Moreover, your post is a little short and its hard to understand with so few words and without an example what you want to achieve. There could be several answers, using scatter, writing a WorkerPlugin, a preload script…
Hi @guillaumeeb Thank you very much for your reply! I just came into contact with dask not long ago, but I am deeply fascinated!
My requirement is: I have some public configurations that are used in distributed computing, The pseudo code is as follows:
import dask # Set global configuration options dask.config.set(some_option='value') def my_func(partition): # Use global configuration information in functions option_value = dask.config.get('some_option') # Do my thing here ... # Use map_partitions function and pass custom function result = df.map_partitions(my_func)
In spark, if you need to pass some configuration or data to distributed computing nodes, you can use broadcast. Is the corresponding method of dask is scatter?
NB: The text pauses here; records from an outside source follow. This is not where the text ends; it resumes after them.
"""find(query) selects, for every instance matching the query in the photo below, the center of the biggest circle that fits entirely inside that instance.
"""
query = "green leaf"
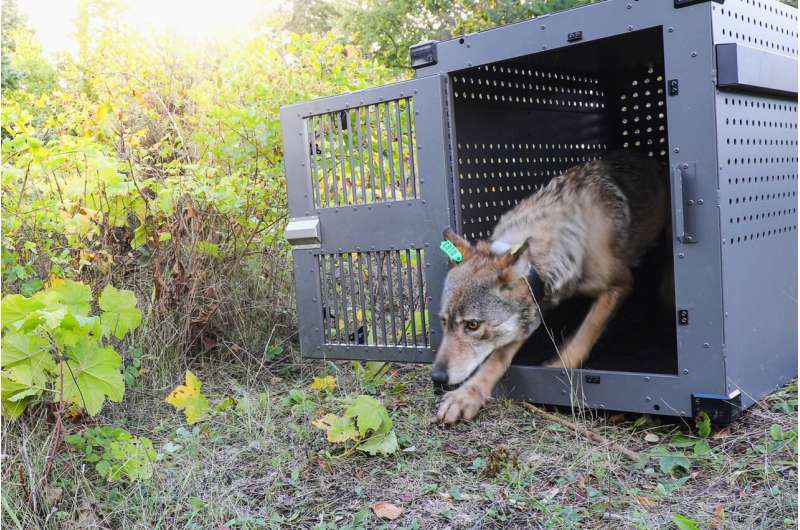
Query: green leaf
(701, 448)
(380, 443)
(91, 374)
(27, 358)
(52, 319)
(140, 236)
(338, 429)
(16, 309)
(75, 297)
(680, 440)
(369, 414)
(8, 391)
(684, 523)
(103, 467)
(776, 432)
(120, 313)
(703, 423)
(672, 462)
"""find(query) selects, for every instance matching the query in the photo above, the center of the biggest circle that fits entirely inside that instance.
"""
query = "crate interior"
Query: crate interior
(520, 122)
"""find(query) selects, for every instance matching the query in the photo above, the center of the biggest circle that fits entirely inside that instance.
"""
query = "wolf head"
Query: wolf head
(486, 304)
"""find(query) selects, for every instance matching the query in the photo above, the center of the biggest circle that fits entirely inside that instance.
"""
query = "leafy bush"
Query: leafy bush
(159, 164)
(115, 452)
(53, 349)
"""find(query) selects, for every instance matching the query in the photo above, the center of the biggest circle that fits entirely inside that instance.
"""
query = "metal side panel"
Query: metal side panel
(757, 147)
(368, 183)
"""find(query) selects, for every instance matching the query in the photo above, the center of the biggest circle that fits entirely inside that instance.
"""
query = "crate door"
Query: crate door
(368, 178)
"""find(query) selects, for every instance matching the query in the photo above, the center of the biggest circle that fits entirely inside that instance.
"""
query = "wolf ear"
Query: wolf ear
(463, 246)
(514, 264)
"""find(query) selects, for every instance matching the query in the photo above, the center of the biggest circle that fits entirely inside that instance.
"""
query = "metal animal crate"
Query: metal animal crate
(709, 86)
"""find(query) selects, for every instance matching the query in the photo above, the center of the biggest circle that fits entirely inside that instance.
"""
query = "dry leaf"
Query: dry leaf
(717, 522)
(644, 501)
(386, 510)
(52, 495)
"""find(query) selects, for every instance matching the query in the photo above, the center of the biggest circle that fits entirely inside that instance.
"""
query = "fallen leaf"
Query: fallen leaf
(387, 510)
(189, 399)
(617, 418)
(722, 433)
(52, 495)
(644, 501)
(552, 492)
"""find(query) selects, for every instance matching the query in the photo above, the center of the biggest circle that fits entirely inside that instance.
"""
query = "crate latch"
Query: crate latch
(683, 204)
(303, 232)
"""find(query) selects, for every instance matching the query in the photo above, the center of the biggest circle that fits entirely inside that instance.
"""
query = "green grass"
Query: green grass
(262, 464)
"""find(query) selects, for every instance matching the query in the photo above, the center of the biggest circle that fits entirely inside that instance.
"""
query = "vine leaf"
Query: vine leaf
(339, 429)
(92, 373)
(75, 297)
(189, 399)
(327, 382)
(369, 414)
(27, 358)
(16, 309)
(120, 314)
Using dask.config will work if you are using the Threaded scheduler.
If you are using a distributed cluster, then a good solution could be to use Variable.
A quick example:
x = Variable('some_option') x.set("A good option") def get_variable(): return Variable('some_option').get() client.submit(get_variable).result()
You can also use scatter, but then you’ll need to modify your function to take the scattered configuration object in argument.
There are several other options, like using
client.run to store some configuration on Worker, using WorkerPlugin, etc.
Okay, thank you very much for your reply. I will try it in different scenarios.